The name is Gewurtztraminer but I cant help you on a commercial name brand as i havent bought any commercial wines in over 3 years. If you need to buy a kit I can surely help you there. It is a White wine that is typically sweet and has a piciness to it that makes it good to go with Chicken or Cajun foods like Crawfish Gumbo.


----------



## cpfan (Dec 10, 2008)

Pam:

You would be best to visit your local wine store and ask about popular Gewurztraminers. Availability differs widely by locale.

If you are in BC, I could recommend a couple.

Steve


----------



## oldwino (Dec 14, 2008)

Pam said:


> I am trying to find out info on a commercial wine. I have been asked to buy a German type wine as a gift. The type of wine is Gewurstaminer or maybe Gerverstaminer. Does anyone know anything about this type of wine and what a good brand would be. Thanks'



I prefer a Washington state Gewurztraminer. Slightly dryer than the CA vintage. Grapefruit and citrus flavors and medium-dry. Chateau Ste Michelle.


----------



## gimmpy64 (Dec 27, 2008)

*Gewurztraminer*

Pam,

Fetzer makes a pretty good Gewurztraminer!

Gimmpy64


----------



## Dragon Slayer (Apr 8, 2009)

*Awesome choice*

Gewurtz is one of my favorite commercial wines. Some people say I am biased because I live down the road from Ste. Michelle Winery, but they make the absolute best Gewurtztraminer. I always keep a few bottles in my cellar.

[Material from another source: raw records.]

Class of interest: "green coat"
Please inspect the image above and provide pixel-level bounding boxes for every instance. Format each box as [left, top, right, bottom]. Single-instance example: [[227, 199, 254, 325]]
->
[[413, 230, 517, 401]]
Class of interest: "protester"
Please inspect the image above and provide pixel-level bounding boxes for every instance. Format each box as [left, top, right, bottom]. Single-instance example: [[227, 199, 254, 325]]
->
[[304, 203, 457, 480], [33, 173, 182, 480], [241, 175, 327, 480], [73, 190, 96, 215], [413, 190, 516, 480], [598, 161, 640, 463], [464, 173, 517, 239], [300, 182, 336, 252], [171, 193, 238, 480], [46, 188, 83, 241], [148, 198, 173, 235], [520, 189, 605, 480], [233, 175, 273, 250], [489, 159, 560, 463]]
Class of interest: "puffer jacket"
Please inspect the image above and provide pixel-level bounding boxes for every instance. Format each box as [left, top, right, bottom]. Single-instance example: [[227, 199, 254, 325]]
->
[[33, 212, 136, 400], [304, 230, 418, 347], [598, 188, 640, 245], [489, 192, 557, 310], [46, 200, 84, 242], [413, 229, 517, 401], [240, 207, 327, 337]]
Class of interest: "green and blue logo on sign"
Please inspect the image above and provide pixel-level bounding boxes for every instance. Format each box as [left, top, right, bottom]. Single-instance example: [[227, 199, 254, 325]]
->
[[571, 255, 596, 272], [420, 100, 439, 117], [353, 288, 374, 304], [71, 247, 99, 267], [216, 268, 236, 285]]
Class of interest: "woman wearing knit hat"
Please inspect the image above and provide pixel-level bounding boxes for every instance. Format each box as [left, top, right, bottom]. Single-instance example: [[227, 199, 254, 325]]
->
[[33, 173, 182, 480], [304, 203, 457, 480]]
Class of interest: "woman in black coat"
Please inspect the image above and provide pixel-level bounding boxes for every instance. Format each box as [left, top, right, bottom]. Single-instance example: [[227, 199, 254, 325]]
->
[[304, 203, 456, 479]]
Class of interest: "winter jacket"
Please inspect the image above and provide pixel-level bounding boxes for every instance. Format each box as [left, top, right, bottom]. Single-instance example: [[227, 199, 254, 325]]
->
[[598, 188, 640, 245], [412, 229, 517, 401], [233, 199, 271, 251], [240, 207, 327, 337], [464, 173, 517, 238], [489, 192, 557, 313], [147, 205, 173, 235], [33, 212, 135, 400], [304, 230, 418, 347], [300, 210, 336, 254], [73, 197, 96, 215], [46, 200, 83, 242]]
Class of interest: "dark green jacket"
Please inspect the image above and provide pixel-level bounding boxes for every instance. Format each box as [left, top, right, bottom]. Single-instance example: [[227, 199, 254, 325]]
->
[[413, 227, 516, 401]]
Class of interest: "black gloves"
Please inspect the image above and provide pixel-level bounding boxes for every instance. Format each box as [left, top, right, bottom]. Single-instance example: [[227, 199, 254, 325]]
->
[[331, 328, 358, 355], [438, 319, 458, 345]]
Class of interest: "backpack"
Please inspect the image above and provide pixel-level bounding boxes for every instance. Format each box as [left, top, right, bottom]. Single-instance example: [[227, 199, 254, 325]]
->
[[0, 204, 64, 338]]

I know this is several months later. Hope you came up with something good. Just wanted to put my two cents in.


----------



## troton (Apr 17, 2009)

Yes Washington state makes some of the best in my opinion. Columbia Crest version is very very good too. The German ones tend to be a bit more thick and sweet. You can go to any wine store and any where that sells wine and find many selections. Higher Price does not alway mean better taste. Plus it tend to be one of those wines that can be very different with each wine makers. So if you try a bottle and don't like it try another winery. Have Fun get a few and have a taste test!!!!!!!!!!!!!!!!!!!!!!


----------